Canton Rep. Ed Blackmon's bill restricting the use of eminent domain passed the House yesterday.

The Mississippi House of Representatives passed a bill yesterday restricting the use of eminent domain. The measure is similar to a voter initiative scheduled for the 2011 ballot and a 2009 bill that Gov. Haley Barbour vetoed, arguing that it would hurt job creation.

As passed by the House yesterday, HB 510 would limit the use of eminent domain to take private property to "public use," such as airports, bridges and schools. The bill specifically prohibits using eminent domain for "private development, for a private purpose, for enhancement of tax revenue, or for transfer to a person, nongovernmental entity, public-private partnership, corporation or other business entity."

The bill's sponsor, Rep. Ed Blackmon, D-Canton, originally introduced the bill in a less restrictive form. The first version contained an exemption for certain projects that met job-creation and investment requirements under the Mississippi Major Economic Impact Act, and that received approval from local government and the Legislature. The House Judiciary A Committee, which Blackmon chairs, deleted that exception.

The bill now moves to the Senate Judiciary A Committee, where Chairman Joey Fillingane, R-Sumrall, says that election-year pressures will inform members' votes.

"It's a re-election year, so people will be very cognizant of these issues (with) lots of support throughout the state, Fillingane said.

Last year, a petition drive backed by the Mississippi Farm Bureau Federation was successful year in placing similar eminent-domain restrictions on the 2011 statewide ballot. The ballot push followed a near-victory at the Legislature in 2009. Both chambers passed HB 803, which contained an exemption for projects already included in the Mississippi Major Economic Impact Act, but Barbour vetoed the measure.
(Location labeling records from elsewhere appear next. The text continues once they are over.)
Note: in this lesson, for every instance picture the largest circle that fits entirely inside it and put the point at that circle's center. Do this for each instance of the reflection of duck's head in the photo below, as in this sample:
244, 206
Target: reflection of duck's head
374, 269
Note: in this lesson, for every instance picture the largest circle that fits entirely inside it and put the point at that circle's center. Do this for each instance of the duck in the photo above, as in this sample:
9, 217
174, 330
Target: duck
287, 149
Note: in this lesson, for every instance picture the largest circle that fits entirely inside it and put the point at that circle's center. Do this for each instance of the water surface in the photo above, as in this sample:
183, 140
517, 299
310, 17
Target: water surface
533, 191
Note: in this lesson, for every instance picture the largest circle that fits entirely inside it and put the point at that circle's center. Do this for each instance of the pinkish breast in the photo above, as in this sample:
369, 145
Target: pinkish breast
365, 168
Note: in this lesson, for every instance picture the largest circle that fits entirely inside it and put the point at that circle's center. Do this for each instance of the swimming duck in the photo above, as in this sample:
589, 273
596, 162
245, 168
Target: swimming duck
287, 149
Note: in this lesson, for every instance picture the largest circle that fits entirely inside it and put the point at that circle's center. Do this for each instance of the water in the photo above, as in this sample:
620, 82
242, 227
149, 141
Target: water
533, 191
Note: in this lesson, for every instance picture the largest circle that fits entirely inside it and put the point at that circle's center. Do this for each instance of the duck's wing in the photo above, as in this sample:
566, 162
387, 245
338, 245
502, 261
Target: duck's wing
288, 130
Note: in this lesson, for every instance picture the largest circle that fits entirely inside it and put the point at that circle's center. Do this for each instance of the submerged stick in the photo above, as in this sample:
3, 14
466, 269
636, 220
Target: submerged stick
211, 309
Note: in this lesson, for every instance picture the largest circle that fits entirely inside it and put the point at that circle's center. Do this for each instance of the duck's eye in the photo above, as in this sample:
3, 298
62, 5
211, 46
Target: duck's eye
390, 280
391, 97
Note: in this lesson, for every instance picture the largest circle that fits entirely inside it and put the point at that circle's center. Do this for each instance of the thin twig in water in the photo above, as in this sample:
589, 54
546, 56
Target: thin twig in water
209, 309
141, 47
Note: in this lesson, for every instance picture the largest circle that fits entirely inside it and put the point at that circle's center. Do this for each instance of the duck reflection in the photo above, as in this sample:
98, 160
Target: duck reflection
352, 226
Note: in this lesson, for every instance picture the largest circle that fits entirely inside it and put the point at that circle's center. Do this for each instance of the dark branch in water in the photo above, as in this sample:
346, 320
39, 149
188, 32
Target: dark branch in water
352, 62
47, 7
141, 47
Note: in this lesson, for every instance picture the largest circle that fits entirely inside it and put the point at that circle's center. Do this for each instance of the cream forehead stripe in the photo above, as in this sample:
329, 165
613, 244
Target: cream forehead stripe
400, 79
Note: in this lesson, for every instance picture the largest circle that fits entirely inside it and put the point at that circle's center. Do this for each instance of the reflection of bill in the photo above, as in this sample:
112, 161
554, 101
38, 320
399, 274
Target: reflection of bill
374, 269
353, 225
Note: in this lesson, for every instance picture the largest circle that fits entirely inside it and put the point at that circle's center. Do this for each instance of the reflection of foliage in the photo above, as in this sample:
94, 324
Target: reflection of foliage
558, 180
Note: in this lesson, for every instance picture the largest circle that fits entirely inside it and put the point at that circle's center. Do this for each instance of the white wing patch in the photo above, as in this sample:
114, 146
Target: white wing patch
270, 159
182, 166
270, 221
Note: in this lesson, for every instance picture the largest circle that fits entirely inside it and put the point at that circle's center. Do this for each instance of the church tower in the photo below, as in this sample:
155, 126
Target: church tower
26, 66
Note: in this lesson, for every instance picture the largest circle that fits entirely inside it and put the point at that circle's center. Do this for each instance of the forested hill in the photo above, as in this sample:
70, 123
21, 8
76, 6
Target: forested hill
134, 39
An attempt to override Barbour's veto passed the House but failed by seven votes in the Senate, leaving Barbour's decision the final word.

In 2010, similar bills to limit eminent domain never cleared committees in either chamber.

Fillingane said he was open to considering exemptions for certain large-scale projects, which he included in a failed bill of last year.

"We (saw) that language last year," Fillingane said. "The committee didn't choose to adopt it, but this is a new year and a new bill. We'll certainly look at any amendments members want to offer."

If the Senate also passes eminent-domain restrictions, Barbour will almost certainly veto the measure again, spokesman Dan Turner said.

"In some cases, eminent domain is the only option left," Turner said, citing an abandoned church that lay on the planned site of the Blue Springs Toyota manufacturing plant. "Nobody could find any of the members. The thing had been abandoned. The only way to legally take that property was through eminent domain."

Prohibiting the use of eminent domain for a large-scale private project like Toyota would hurt the state economy, he added.

"There are safeguards in place now," Turner said. "What this would do would be very detrimental to job creation in a state that desperately needs jobs.